Auch eine andere Hundebesitzerin hat von den vergifteten Tieren gehört. Auch sie kennt keinen Betroffenen in dieser ruhigen Straße, in der sich rechts und links die Wohnblocks reihen. Dazwischen Rasenflächen und Grünstreifen. An dem vor der Kirche liegt überall Hundekot. Ganz frisch. Ganz alt.  Der Hundekotütenspender an der Ecke Ollnsstraße ist an diesem Morgen leer.

„Zwei Hunde aus einem Wohnblock sollen seit Tagen nicht mehr gesehen worden sein“, sagt die 35-Jährige Elmshornerin. Die Info kommt von einer Nachbarin. Eine andere Nachbarin berichtet von einem bitteren, widerlichen Geruch, den sie am 8. Juni im Schlurrehm, in Höhe der Kirche, deutlich wahrgenommen habe. Fakt ist: Die Elmshorner Polizei wurde an jenem 8. Juni darüber informiert, dass dort angeblich Gift versprüht worden sei. Zwei Beamte sind  auch vor Ort – aber erst um 23.50 Uhr. Feststellen können sie nichts. Anzeige will die Anruferin  nicht erstatten.

Niemand hat sich gemeldet

Auch eine Woche nach dem bestätigten Tod des einen Hundes hat sich niemand öffentlich gemeldet, der ebenfalls ein Tier verloren hat. „Das finde ich auch komisch“, sagt die Elmshornerin.
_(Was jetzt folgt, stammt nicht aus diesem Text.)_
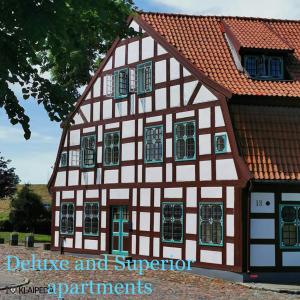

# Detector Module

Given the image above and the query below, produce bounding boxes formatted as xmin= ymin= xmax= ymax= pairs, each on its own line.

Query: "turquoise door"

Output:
xmin=111 ymin=206 xmax=129 ymax=255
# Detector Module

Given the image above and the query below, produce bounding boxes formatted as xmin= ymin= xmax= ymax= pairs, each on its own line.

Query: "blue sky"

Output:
xmin=0 ymin=0 xmax=300 ymax=183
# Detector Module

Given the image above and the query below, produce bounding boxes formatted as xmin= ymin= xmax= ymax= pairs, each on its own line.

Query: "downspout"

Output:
xmin=247 ymin=179 xmax=253 ymax=274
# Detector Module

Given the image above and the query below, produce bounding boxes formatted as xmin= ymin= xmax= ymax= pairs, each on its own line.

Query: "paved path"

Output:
xmin=0 ymin=245 xmax=300 ymax=300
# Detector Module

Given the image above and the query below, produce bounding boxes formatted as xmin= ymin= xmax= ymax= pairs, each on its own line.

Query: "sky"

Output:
xmin=0 ymin=0 xmax=300 ymax=184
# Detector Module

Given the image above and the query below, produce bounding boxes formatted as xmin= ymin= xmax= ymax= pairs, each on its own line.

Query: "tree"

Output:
xmin=0 ymin=152 xmax=20 ymax=199
xmin=9 ymin=184 xmax=51 ymax=233
xmin=0 ymin=0 xmax=134 ymax=139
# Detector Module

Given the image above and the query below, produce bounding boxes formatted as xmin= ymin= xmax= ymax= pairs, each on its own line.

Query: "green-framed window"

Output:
xmin=162 ymin=202 xmax=183 ymax=243
xmin=60 ymin=152 xmax=68 ymax=167
xmin=60 ymin=202 xmax=74 ymax=234
xmin=114 ymin=68 xmax=129 ymax=99
xmin=279 ymin=204 xmax=300 ymax=249
xmin=144 ymin=125 xmax=163 ymax=163
xmin=84 ymin=202 xmax=99 ymax=235
xmin=215 ymin=134 xmax=227 ymax=154
xmin=137 ymin=61 xmax=152 ymax=95
xmin=174 ymin=121 xmax=196 ymax=161
xmin=104 ymin=131 xmax=120 ymax=166
xmin=81 ymin=135 xmax=96 ymax=168
xmin=199 ymin=202 xmax=223 ymax=246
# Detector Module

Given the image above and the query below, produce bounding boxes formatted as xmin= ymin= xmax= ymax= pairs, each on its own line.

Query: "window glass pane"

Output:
xmin=281 ymin=206 xmax=297 ymax=222
xmin=282 ymin=224 xmax=297 ymax=246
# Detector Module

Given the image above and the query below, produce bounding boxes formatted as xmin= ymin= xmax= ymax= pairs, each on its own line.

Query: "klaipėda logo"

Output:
xmin=6 ymin=286 xmax=51 ymax=295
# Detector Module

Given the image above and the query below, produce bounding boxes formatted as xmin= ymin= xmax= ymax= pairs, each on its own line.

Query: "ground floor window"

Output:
xmin=280 ymin=205 xmax=300 ymax=248
xmin=60 ymin=203 xmax=74 ymax=234
xmin=199 ymin=202 xmax=223 ymax=246
xmin=162 ymin=202 xmax=183 ymax=243
xmin=84 ymin=202 xmax=99 ymax=235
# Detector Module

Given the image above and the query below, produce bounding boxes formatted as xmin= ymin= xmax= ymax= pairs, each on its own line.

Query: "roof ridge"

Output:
xmin=138 ymin=11 xmax=300 ymax=23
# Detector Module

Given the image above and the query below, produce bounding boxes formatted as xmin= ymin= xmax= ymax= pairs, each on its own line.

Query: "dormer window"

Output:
xmin=244 ymin=55 xmax=284 ymax=80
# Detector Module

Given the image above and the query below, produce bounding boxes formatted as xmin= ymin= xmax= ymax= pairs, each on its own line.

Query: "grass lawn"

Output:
xmin=0 ymin=232 xmax=51 ymax=243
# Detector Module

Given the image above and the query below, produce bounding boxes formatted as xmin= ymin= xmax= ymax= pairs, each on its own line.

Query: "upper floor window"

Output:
xmin=280 ymin=205 xmax=300 ymax=248
xmin=60 ymin=203 xmax=74 ymax=234
xmin=144 ymin=125 xmax=163 ymax=163
xmin=104 ymin=131 xmax=120 ymax=166
xmin=174 ymin=121 xmax=196 ymax=161
xmin=199 ymin=203 xmax=223 ymax=246
xmin=244 ymin=55 xmax=284 ymax=79
xmin=114 ymin=68 xmax=128 ymax=99
xmin=81 ymin=135 xmax=96 ymax=168
xmin=162 ymin=202 xmax=183 ymax=243
xmin=60 ymin=152 xmax=68 ymax=167
xmin=137 ymin=61 xmax=152 ymax=94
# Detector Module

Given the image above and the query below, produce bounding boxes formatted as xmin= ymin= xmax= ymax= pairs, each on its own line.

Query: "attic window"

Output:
xmin=244 ymin=55 xmax=284 ymax=80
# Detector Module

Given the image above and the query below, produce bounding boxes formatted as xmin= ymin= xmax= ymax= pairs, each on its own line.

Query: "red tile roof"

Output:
xmin=140 ymin=13 xmax=300 ymax=97
xmin=230 ymin=104 xmax=300 ymax=180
Sie will wissen, was mit ihrem Tier passiert ist. Wer die Verantwortung trägt. Doch selbst die Untersuchung des Blutes ihres toten Hundes hat keine Klarheit geschaffen.  

Vier getötete  Hunde im Schlurrehm wurden auf Facebook vermeldet. Verifizieren lässt sich das nicht. Ein Hund im Schlurrehm ist tot. Das ist zumindest ein Stück der Wahrheit. Ob er wirklich vergiftet wurde, steht  nicht zweifelsfrei fest. Aber es gibt Indizien, die diesen Verdacht nahe legen. Eine  Tat mit Vorsatz? Dafür gibt es – bisher – keine gesicherten Erkenntnisse.